The Washington Post reports that Carly Fiorina is a deadbeat. For example, her pollster in her failed 2010 Senate campaign, Joe Shumate, died about a month before the election. Fiorina praised Shumate as the “heart and soul” of her campaign. She offered “sincere condolences” to his widow.
But records show there was something that Fiorina did not offer his widow: Shumate’s last paycheck, for at least $30,000. It was one of more than 30 invoices, totaling about $500,000, that the multimillionaire didn’t settle — even as Fiorina reimbursed herself nearly $1.3 million she lent the campaign. She finally cleared most of the balance in January, a few months before announcing her run for president.
“Occasionally, I’d call and tell her she should pay them,” said Martin Wilson, Fiorina’s former campaign manager, who found Shumate after the pollster collapsed from a heart attack. “She just wouldn’t.”
Note that Fiorina and her husband have a net worth of $59 million. The $500,000 is pocket change to them.
The article continues by documenting mismanagement of money by the Fiorina Senate campaign, and then gets back to the vendors she still owes.
Those who waited the longest to be paid were small businesses with a few dozen employees who did the grunt work of the campaign: building stages, sending out mailers, selling polling data. And at least one is still waiting.
Jon Seaton, the managing partner of East Meridian Strategies, confirmed that his group billed Fiorina’s campaign for $18,000 on Oct. 6, 2010, for printing 21,290 mailers.
A Fiorina staff member wired money for the postage immediately and promised the remaining $9,000 “early next week,” according to e-mails obtained by The Washington Post.
Six weeks went by and nothing came. So Seaton asked again. Then again. As of last week, he said he was still waiting.
Several other vendors weren’t paid until early this year.
This is my favorite part of the article:
Fiorina, through a spokeswoman, declined to comment. Her supporters say the criticism was misplaced.
“People are just upset and angry and throwing her under the bus,” said Jon Cross, Fiorina’s operations director for her Senate campaign. “If we didn’t win, why do you deserve to get paid? If you don’t succeed in business, you shouldn’t be the first one to step up and complain about getting paid.”
She’s not talking about campaign managers here. She’s talking about the vendor who printed and bulk mailed her fliers. Nobody is saying the fliers weren’t printed correctly or that they weren’t mailed on time.
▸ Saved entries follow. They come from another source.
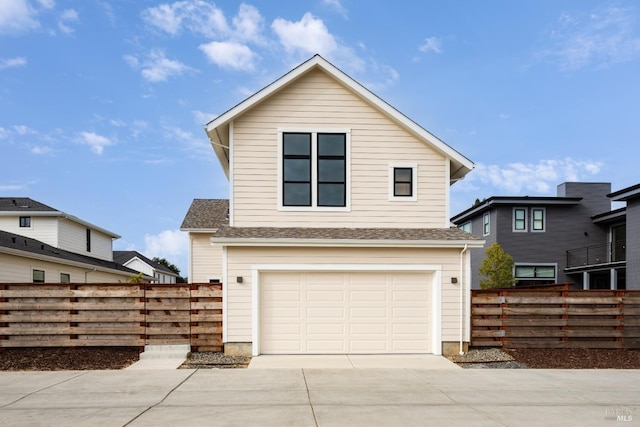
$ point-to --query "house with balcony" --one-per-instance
(574, 237)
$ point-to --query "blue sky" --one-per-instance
(102, 103)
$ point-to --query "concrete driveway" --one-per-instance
(321, 397)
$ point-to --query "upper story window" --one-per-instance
(538, 219)
(25, 221)
(486, 224)
(403, 181)
(519, 219)
(88, 240)
(314, 169)
(38, 276)
(465, 227)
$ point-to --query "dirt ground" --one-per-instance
(90, 358)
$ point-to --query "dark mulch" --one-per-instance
(577, 358)
(97, 358)
(67, 359)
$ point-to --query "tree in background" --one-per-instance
(497, 267)
(171, 267)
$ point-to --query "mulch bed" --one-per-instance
(98, 358)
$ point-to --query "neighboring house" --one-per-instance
(136, 261)
(336, 237)
(41, 244)
(572, 238)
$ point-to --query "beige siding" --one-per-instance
(318, 102)
(18, 269)
(240, 262)
(73, 238)
(44, 229)
(206, 259)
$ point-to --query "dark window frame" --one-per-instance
(397, 181)
(25, 222)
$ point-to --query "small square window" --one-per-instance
(403, 182)
(38, 276)
(538, 219)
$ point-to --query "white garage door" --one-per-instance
(345, 313)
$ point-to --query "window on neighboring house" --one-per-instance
(535, 274)
(537, 219)
(519, 219)
(38, 276)
(314, 169)
(486, 224)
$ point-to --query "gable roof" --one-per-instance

Her supporters cautioned that little could be gleaned from her California campaign. They maintain that Fiorina’s corporate experience is more akin to managing a presidential campaign than a bid for office in one of the nation’s most liberal states.
The liberal California sun warped their brains and made them see demon sheep?
“We know many people didn’t win their first election, so I think you should never overstate that fact,” said Sue Ellspermann, Indiana’s lieutenant governor and a Fiorina supporter. “And I wonder if that fact would be a perceived disqualifier if she was not female. Ben Carson and Donald Trump have never run for anything.”
Yeah, that’s it — people are just picking on Carly because she’s a woman. If a man had run the demon sheep ad and had not paid vendors after five years, no one would care.
Anyone who’s freelanced has run into people who simply don’t pay you for the work you’ve done for them, and in my experience the wealthy businessmen and major corporations are the worst deadbeats. They know they can get away with not paying, because small business vendors and individual contractors have no power. Makes me crazy.